IV.          Analysis and Conclusion:  The Union fails to raise a recognized ground.
 
The Authority’s Regulations specifically enumerate the grounds that the Authority currently recognizes for reviewing awards.[8] In addition, the Regulations provide that if exceptions argue that an arbitration award is deficient based on private‑sector grounds not currently recognized by the Authority, then the excepting party “must provide sufficient citation to legal authority that establishes the grounds upon which the party filed its exceptions.”[9]
 
Further, Section 2425.6(e)(1) of the Regulations also provides that an exception “may be subject to dismissal or denial if:  [t]he excepting party fails to raise and support” a ground listed in § 2425.6(a)-(c), “or otherwise fails to demonstrate a legally recognized basis for setting aside the award.”[10] Thus, an exception that does not raise a recognized ground is subject to dismissal under the Regulations.[11]
 
The Union contends that “[t]he award was based on a fact.”[12] In accordance with § 2425.6 of the Authority’s Regulations, the Authority “no longer construe[s] parties’ exceptions as raising grounds that the exceptions do not raise.”[13] Because the Union’s contention does not raise a recognized ground for reviewing an award under 5 C.F.R. § 2425.6(a)-(b), or cite legal authority to support a ground not currently recognized by the Authority, we dismiss the Union’s exception.[14]
 
 
V.            Order
                                               
                We dismiss the Union’s exception.
 


[1] Award at 22.                                                                                     
[2] Id. at 4.
[3] Id. at 22 (citing AFGE, Local 1923, 66 FLRA 424, 425 (2012) (AFGE, Local 1923).

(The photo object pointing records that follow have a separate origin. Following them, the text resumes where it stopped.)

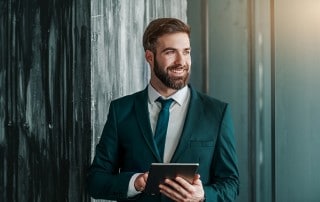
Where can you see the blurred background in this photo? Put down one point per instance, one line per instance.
(63, 61)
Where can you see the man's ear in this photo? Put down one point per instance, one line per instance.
(149, 56)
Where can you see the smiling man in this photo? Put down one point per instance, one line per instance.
(169, 121)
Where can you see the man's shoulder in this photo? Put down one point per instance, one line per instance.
(207, 99)
(131, 97)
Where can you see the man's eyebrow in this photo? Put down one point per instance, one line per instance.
(170, 49)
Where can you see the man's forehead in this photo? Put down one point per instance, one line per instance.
(175, 41)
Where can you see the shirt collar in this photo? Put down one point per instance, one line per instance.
(179, 97)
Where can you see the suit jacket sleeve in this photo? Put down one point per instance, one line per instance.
(104, 179)
(225, 182)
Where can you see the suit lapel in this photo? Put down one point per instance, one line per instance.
(190, 122)
(142, 113)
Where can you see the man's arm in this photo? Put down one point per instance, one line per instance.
(104, 179)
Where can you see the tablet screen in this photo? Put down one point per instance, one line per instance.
(160, 171)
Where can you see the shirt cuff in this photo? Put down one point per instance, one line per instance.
(131, 189)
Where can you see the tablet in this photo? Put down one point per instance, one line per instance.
(160, 171)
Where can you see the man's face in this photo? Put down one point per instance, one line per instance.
(172, 62)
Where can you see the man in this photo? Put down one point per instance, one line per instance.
(199, 130)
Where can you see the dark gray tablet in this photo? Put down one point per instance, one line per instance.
(160, 171)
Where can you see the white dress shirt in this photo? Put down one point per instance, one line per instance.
(178, 111)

[4] Id. at 19-22 (citing AFGE, Local 1923, 66 FLRA at 425; SSA, 60 FLRA 62, 64 (2004); and U.S. Dep’t of the Army, U.S. Army Corps. of Eng’rs, Nw. Div., Portland, Or., 59 FLRA 443, 445 (2003).
[5] 5 C.F.R. § 2429.21(a).
[6] Id. §§ 2425.3(b), 2429.21(b), 2429.22(a)-(b).
[7] U.S. DOD, Def. Logistics Agency, Def. Distrib. Region E., New Cumberland , Pa., 47 FLRA 791, 791-92 (1993); see also U.S. Dep’t of Transp., FAA, Flight Standards Serv. 220 & 230 Branches, Nw. Mountain Region, Renton, Wash., 68 FLRA 702, 703 (2015).
[8] 5 C.F.R. § 2425.6(a)-(b)
[9] Id. § 2425.6(c).
[10] Id. § 2425.6(e)(1).
[11] AFGE, Local 1858, 66 FLRA 942, 943 (2012); AFGE, Local 1738, 65 FLRA 975, 975 (2011) (Member Beck concurring in the result); AFGE, Local 738, 65 FLRA 931, 932 (2011) (AFGE, Local 738); AFGE, Local 3955, Council of Prison Locals 33, 65 FLRA 887, 889 (2011) (AFGE, Local 3955) (Member Beck dissenting in part).
[12] Exceptions at 4.
[13] AFGE, Local 3955, 65 FLRA at 889.
[14] 5 C.F.R. § 2425.6(a)-(c); AFGE, Local 738, 65 FLRA at 932; NFFE, Local 1804, 66 FLRA 512, 514 (2012) (Member Beck dissenting in part).